JAKARTA, AFU.ID — Lomba panjat pinang resmi dilarang dalam rangkaian peringatan HUT ke-81 Kemerdekaan Republik Indonesia di Kabupaten Aceh Barat. Larangan ini dikeluarkan Bupati Aceh Barat, Tarmizi lantaran lomba tersebut dinilai berisiko terhadap keselamatan para peserta yang mengikutinya.
“Memeriahkan 17-an itu harus lebih kreatif, jangan lagi dengan cara-cara yang membahayakan keselamatan,” kata Tarmizi di Meulaboh, Minggu (16/8/2026). Menurut Tarmizi, sejumlah kasus patah tulang dan cedera lainnya kerap dialami masyarakat saat mengikuti lomba panjat pinang dalam perayaan kemerdekaan di Kabupaten Aceh Barat selama ini.
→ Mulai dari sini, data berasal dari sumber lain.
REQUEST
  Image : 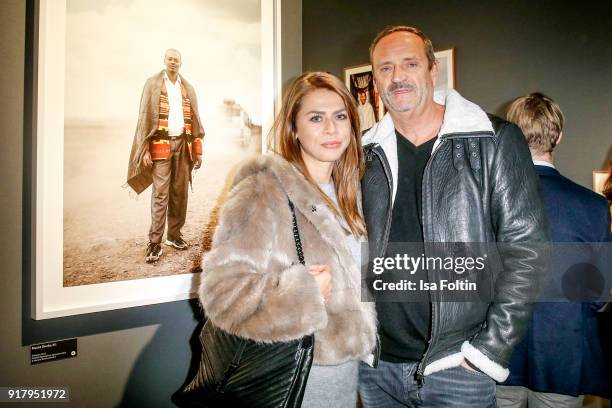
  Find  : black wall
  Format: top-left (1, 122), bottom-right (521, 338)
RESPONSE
top-left (302, 0), bottom-right (612, 187)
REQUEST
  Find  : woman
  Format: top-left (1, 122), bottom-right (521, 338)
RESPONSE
top-left (199, 72), bottom-right (376, 408)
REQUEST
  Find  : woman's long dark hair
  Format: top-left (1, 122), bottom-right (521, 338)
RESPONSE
top-left (270, 72), bottom-right (366, 237)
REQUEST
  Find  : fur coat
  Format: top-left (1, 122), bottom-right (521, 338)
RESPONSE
top-left (199, 155), bottom-right (376, 365)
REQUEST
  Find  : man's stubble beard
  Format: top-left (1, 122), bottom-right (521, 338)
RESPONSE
top-left (380, 81), bottom-right (422, 112)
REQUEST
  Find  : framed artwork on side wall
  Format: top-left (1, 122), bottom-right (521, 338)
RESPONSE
top-left (25, 0), bottom-right (281, 319)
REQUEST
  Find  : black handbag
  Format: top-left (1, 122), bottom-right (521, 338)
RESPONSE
top-left (182, 200), bottom-right (314, 408)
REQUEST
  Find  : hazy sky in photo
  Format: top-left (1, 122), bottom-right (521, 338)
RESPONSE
top-left (65, 0), bottom-right (261, 124)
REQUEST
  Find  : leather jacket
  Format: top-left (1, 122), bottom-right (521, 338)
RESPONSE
top-left (362, 90), bottom-right (550, 381)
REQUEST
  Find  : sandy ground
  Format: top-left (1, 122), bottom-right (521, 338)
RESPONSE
top-left (64, 116), bottom-right (261, 286)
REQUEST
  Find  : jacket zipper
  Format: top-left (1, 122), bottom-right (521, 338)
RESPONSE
top-left (370, 144), bottom-right (393, 257)
top-left (416, 137), bottom-right (448, 387)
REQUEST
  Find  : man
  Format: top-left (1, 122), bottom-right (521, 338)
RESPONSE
top-left (360, 26), bottom-right (548, 408)
top-left (497, 93), bottom-right (612, 408)
top-left (357, 90), bottom-right (376, 132)
top-left (127, 49), bottom-right (204, 263)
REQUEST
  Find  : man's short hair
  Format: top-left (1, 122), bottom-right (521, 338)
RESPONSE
top-left (370, 26), bottom-right (436, 70)
top-left (506, 92), bottom-right (565, 154)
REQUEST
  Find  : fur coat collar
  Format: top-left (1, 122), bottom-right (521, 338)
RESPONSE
top-left (199, 155), bottom-right (376, 364)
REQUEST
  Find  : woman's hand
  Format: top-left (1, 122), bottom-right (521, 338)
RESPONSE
top-left (308, 265), bottom-right (332, 302)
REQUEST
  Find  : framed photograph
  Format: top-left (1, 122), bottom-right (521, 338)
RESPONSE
top-left (25, 0), bottom-right (281, 319)
top-left (435, 48), bottom-right (455, 91)
top-left (344, 48), bottom-right (455, 131)
top-left (344, 64), bottom-right (385, 131)
top-left (593, 170), bottom-right (610, 195)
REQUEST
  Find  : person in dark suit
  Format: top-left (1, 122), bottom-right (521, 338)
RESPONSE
top-left (496, 93), bottom-right (612, 408)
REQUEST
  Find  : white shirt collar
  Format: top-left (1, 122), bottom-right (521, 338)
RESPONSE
top-left (533, 160), bottom-right (555, 169)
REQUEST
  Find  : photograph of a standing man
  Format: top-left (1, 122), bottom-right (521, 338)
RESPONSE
top-left (127, 48), bottom-right (204, 263)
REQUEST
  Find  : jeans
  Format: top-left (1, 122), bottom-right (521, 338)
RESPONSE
top-left (359, 361), bottom-right (495, 408)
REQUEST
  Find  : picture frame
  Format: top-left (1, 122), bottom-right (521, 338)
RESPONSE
top-left (435, 48), bottom-right (455, 91)
top-left (24, 0), bottom-right (282, 320)
top-left (593, 170), bottom-right (610, 195)
top-left (344, 48), bottom-right (455, 131)
top-left (344, 64), bottom-right (385, 131)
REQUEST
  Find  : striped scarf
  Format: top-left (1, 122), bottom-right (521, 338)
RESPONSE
top-left (157, 80), bottom-right (191, 136)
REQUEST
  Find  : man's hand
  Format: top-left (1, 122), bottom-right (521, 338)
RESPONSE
top-left (142, 150), bottom-right (153, 168)
top-left (193, 154), bottom-right (202, 170)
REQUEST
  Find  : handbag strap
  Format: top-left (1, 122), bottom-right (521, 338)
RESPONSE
top-left (287, 197), bottom-right (306, 265)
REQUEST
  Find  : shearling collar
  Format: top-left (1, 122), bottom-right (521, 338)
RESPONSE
top-left (362, 89), bottom-right (494, 202)
top-left (233, 153), bottom-right (359, 288)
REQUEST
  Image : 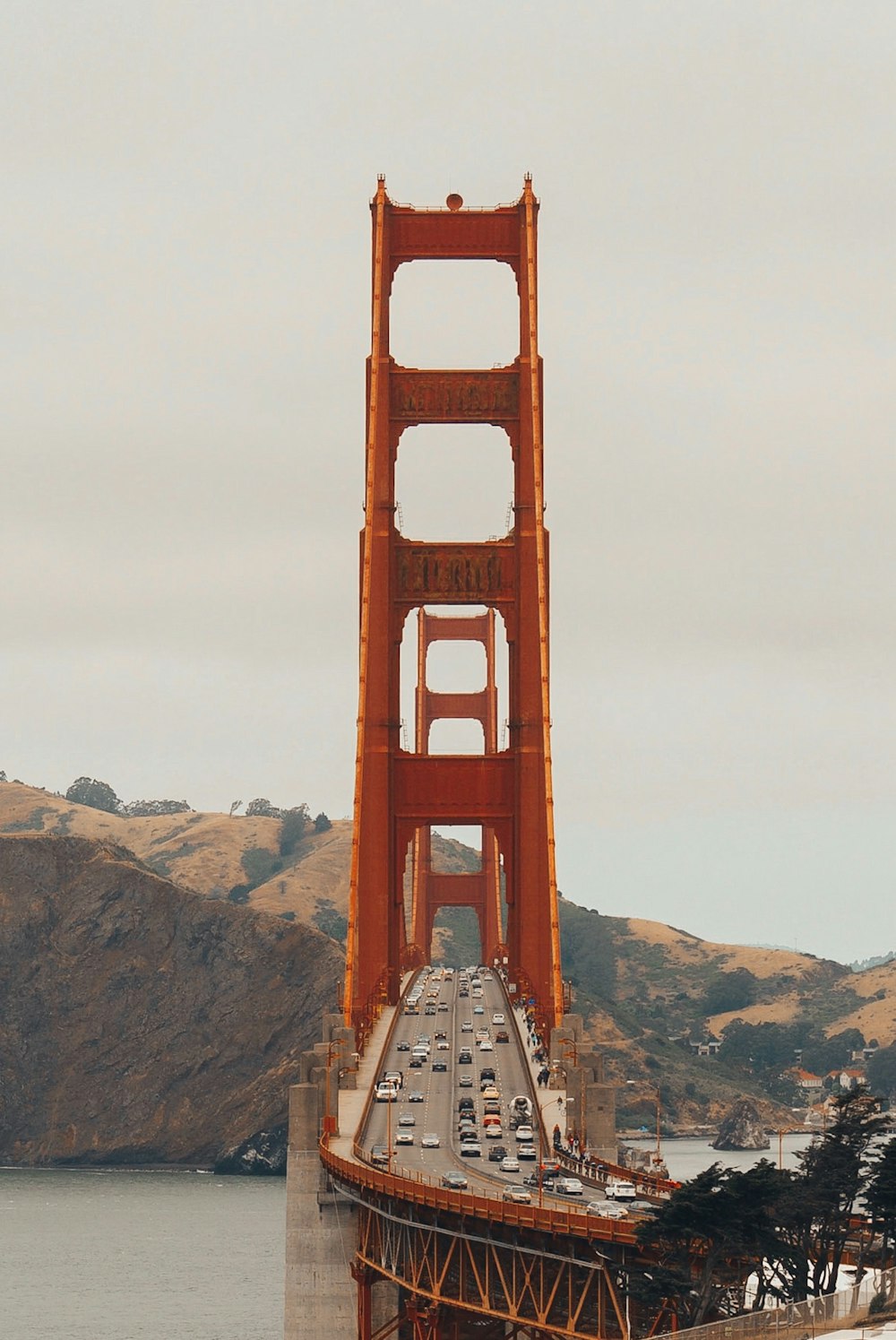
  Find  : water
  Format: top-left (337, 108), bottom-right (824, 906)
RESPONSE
top-left (625, 1131), bottom-right (812, 1182)
top-left (0, 1169), bottom-right (287, 1340)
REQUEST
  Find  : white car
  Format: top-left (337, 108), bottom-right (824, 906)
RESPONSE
top-left (555, 1177), bottom-right (584, 1196)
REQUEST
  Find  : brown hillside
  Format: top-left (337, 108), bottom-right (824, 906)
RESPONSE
top-left (0, 834), bottom-right (343, 1164)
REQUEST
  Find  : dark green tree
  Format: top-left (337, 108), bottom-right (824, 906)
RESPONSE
top-left (866, 1042), bottom-right (896, 1097)
top-left (65, 777), bottom-right (122, 815)
top-left (631, 1159), bottom-right (782, 1328)
top-left (777, 1088), bottom-right (887, 1302)
top-left (866, 1137), bottom-right (896, 1269)
top-left (280, 805), bottom-right (311, 856)
top-left (246, 796), bottom-right (281, 818)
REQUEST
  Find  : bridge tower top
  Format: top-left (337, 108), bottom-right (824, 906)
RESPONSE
top-left (344, 176), bottom-right (563, 1032)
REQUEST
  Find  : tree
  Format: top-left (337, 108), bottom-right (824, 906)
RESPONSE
top-left (866, 1137), bottom-right (896, 1270)
top-left (122, 800), bottom-right (193, 818)
top-left (246, 796), bottom-right (280, 818)
top-left (65, 777), bottom-right (122, 815)
top-left (280, 804), bottom-right (311, 856)
top-left (866, 1042), bottom-right (896, 1097)
top-left (631, 1159), bottom-right (785, 1328)
top-left (702, 967), bottom-right (757, 1015)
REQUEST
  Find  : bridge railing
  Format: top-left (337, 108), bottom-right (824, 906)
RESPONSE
top-left (320, 1137), bottom-right (635, 1245)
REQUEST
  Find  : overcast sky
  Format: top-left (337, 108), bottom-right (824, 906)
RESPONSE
top-left (0, 0), bottom-right (896, 961)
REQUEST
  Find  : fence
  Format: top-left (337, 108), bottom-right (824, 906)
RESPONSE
top-left (652, 1270), bottom-right (896, 1340)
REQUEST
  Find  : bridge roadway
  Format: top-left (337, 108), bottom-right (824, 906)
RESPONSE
top-left (359, 969), bottom-right (603, 1205)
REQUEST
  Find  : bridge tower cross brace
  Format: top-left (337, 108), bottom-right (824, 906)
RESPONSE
top-left (343, 177), bottom-right (563, 1033)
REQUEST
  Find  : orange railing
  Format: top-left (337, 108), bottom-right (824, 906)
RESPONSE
top-left (320, 1137), bottom-right (635, 1245)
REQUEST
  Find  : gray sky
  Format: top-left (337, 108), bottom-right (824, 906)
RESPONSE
top-left (0, 0), bottom-right (896, 959)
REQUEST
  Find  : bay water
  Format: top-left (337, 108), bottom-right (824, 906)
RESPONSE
top-left (0, 1169), bottom-right (287, 1340)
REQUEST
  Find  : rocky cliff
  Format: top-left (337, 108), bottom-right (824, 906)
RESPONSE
top-left (0, 834), bottom-right (343, 1164)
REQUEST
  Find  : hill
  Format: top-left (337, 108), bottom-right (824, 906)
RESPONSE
top-left (0, 782), bottom-right (896, 1124)
top-left (0, 834), bottom-right (343, 1164)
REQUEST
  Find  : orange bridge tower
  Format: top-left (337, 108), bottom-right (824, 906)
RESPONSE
top-left (344, 177), bottom-right (564, 1032)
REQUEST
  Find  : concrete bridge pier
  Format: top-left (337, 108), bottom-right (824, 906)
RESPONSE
top-left (284, 1083), bottom-right (358, 1340)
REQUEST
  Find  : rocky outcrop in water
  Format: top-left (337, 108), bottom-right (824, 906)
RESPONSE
top-left (711, 1097), bottom-right (769, 1150)
top-left (0, 834), bottom-right (343, 1164)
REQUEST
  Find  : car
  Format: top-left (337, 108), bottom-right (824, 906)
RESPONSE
top-left (439, 1170), bottom-right (470, 1191)
top-left (604, 1178), bottom-right (638, 1201)
top-left (585, 1201), bottom-right (628, 1219)
top-left (557, 1177), bottom-right (584, 1196)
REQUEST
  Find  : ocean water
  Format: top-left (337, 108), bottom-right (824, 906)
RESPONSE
top-left (625, 1132), bottom-right (812, 1182)
top-left (0, 1169), bottom-right (287, 1340)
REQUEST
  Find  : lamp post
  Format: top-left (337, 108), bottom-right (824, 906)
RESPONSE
top-left (538, 1097), bottom-right (564, 1208)
top-left (324, 1040), bottom-right (343, 1139)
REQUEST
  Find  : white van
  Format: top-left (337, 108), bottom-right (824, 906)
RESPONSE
top-left (606, 1180), bottom-right (638, 1201)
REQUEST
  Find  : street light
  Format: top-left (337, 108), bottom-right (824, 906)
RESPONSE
top-left (324, 1039), bottom-right (343, 1137)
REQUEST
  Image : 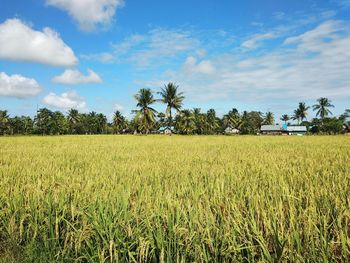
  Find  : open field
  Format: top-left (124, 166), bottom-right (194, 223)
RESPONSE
top-left (0, 136), bottom-right (350, 262)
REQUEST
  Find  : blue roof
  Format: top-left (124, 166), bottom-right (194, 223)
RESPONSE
top-left (159, 126), bottom-right (175, 131)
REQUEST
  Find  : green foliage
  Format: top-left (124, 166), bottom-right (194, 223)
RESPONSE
top-left (292, 102), bottom-right (310, 124)
top-left (263, 111), bottom-right (275, 125)
top-left (241, 111), bottom-right (264, 134)
top-left (159, 82), bottom-right (185, 126)
top-left (134, 89), bottom-right (157, 134)
top-left (313, 98), bottom-right (334, 120)
top-left (0, 135), bottom-right (350, 262)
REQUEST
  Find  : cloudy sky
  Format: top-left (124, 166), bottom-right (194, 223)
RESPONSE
top-left (0, 0), bottom-right (350, 118)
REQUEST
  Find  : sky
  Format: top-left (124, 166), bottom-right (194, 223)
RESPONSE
top-left (0, 0), bottom-right (350, 119)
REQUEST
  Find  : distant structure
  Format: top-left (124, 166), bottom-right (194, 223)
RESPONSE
top-left (158, 126), bottom-right (175, 135)
top-left (260, 124), bottom-right (307, 136)
top-left (225, 126), bottom-right (240, 134)
top-left (343, 123), bottom-right (350, 134)
top-left (260, 125), bottom-right (282, 135)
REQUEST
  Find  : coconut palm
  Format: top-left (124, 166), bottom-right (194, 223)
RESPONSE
top-left (223, 108), bottom-right (242, 129)
top-left (292, 102), bottom-right (310, 124)
top-left (159, 82), bottom-right (185, 126)
top-left (0, 110), bottom-right (9, 135)
top-left (178, 110), bottom-right (196, 134)
top-left (113, 110), bottom-right (126, 134)
top-left (312, 98), bottom-right (334, 121)
top-left (264, 111), bottom-right (275, 125)
top-left (206, 109), bottom-right (220, 134)
top-left (133, 89), bottom-right (157, 134)
top-left (280, 114), bottom-right (290, 124)
top-left (67, 109), bottom-right (81, 134)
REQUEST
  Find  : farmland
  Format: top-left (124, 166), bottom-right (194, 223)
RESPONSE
top-left (0, 135), bottom-right (350, 262)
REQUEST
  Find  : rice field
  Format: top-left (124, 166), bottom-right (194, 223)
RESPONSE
top-left (0, 136), bottom-right (350, 262)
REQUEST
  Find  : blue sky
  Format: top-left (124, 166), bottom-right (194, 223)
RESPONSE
top-left (0, 0), bottom-right (350, 119)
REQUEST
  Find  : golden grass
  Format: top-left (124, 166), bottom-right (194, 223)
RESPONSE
top-left (0, 136), bottom-right (350, 262)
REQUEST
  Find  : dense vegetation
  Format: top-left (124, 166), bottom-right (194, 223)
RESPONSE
top-left (0, 83), bottom-right (350, 135)
top-left (0, 135), bottom-right (350, 262)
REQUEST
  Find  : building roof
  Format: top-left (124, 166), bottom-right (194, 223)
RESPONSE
top-left (260, 125), bottom-right (282, 131)
top-left (287, 126), bottom-right (307, 132)
top-left (159, 126), bottom-right (175, 131)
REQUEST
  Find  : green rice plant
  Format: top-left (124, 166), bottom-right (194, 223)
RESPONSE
top-left (0, 136), bottom-right (350, 262)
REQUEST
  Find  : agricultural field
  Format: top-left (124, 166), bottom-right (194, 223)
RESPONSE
top-left (0, 135), bottom-right (350, 262)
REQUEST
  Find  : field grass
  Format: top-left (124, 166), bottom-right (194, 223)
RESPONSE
top-left (0, 136), bottom-right (350, 262)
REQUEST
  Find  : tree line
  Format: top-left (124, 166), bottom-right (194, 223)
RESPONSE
top-left (0, 83), bottom-right (350, 135)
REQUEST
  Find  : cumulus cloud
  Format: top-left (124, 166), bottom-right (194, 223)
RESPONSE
top-left (43, 90), bottom-right (86, 110)
top-left (141, 20), bottom-right (350, 102)
top-left (241, 32), bottom-right (278, 49)
top-left (52, 69), bottom-right (102, 85)
top-left (0, 72), bottom-right (42, 98)
top-left (183, 56), bottom-right (215, 75)
top-left (0, 19), bottom-right (78, 66)
top-left (46, 0), bottom-right (124, 31)
top-left (113, 103), bottom-right (124, 112)
top-left (82, 28), bottom-right (198, 68)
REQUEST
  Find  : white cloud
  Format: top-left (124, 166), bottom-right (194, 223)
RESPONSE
top-left (334, 0), bottom-right (350, 8)
top-left (52, 69), bottom-right (102, 84)
top-left (82, 28), bottom-right (198, 68)
top-left (113, 103), bottom-right (124, 112)
top-left (0, 72), bottom-right (42, 98)
top-left (0, 19), bottom-right (77, 66)
top-left (46, 0), bottom-right (124, 31)
top-left (183, 56), bottom-right (215, 75)
top-left (241, 32), bottom-right (278, 49)
top-left (43, 90), bottom-right (86, 110)
top-left (145, 20), bottom-right (350, 101)
top-left (80, 52), bottom-right (114, 63)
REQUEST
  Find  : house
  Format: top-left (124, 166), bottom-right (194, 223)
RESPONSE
top-left (284, 126), bottom-right (307, 136)
top-left (225, 126), bottom-right (240, 134)
top-left (158, 126), bottom-right (175, 135)
top-left (260, 125), bottom-right (282, 135)
top-left (260, 124), bottom-right (307, 135)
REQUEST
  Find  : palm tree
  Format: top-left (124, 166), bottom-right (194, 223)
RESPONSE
top-left (113, 110), bottom-right (126, 134)
top-left (34, 108), bottom-right (54, 135)
top-left (264, 111), bottom-right (275, 125)
top-left (292, 102), bottom-right (310, 124)
top-left (133, 89), bottom-right (157, 134)
top-left (223, 108), bottom-right (242, 129)
top-left (178, 110), bottom-right (196, 134)
top-left (206, 109), bottom-right (219, 134)
top-left (0, 110), bottom-right (9, 135)
top-left (159, 82), bottom-right (185, 126)
top-left (280, 114), bottom-right (290, 124)
top-left (67, 109), bottom-right (81, 134)
top-left (312, 98), bottom-right (334, 121)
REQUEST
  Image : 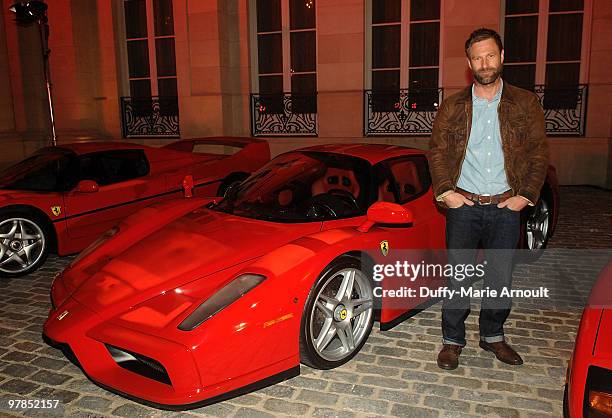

Selain faktor keselamatan, ia menilai lomba tersebut kurang sesuai dengan kearifan lokal masyarakat Aceh apabila ditinjau dari sisi historis. “Kita butuh kegiatan yang seru, bermanfaat, dan melibatkan anak-anak muda,” ujarnya. Tarmizi mengimbau masyarakat untuk meninggalkan tradisi panjat pinang dan menggantinya dengan kegiatan yang lebih aman, bermanfaat, serta memiliki nilai edukatif.
Ia menilai pelibatan generasi muda dalam kegiatan positif, seperti jalan santai, penting dilakukan untuk membina mentalitas belajar sekaligus menjauhkan mereka dari ancaman narkoba dan perjudian. Pemerintah Kabupaten Aceh Barat berharap berbagai perlombaan dalam rangka peringatan HUT Kemerdekaan RI tahun ini dapat menjadi momentum untuk menggelar kegiatan yang lebih kreatif, aman, dan edukatif bagi masyarakat setempat. (NAD)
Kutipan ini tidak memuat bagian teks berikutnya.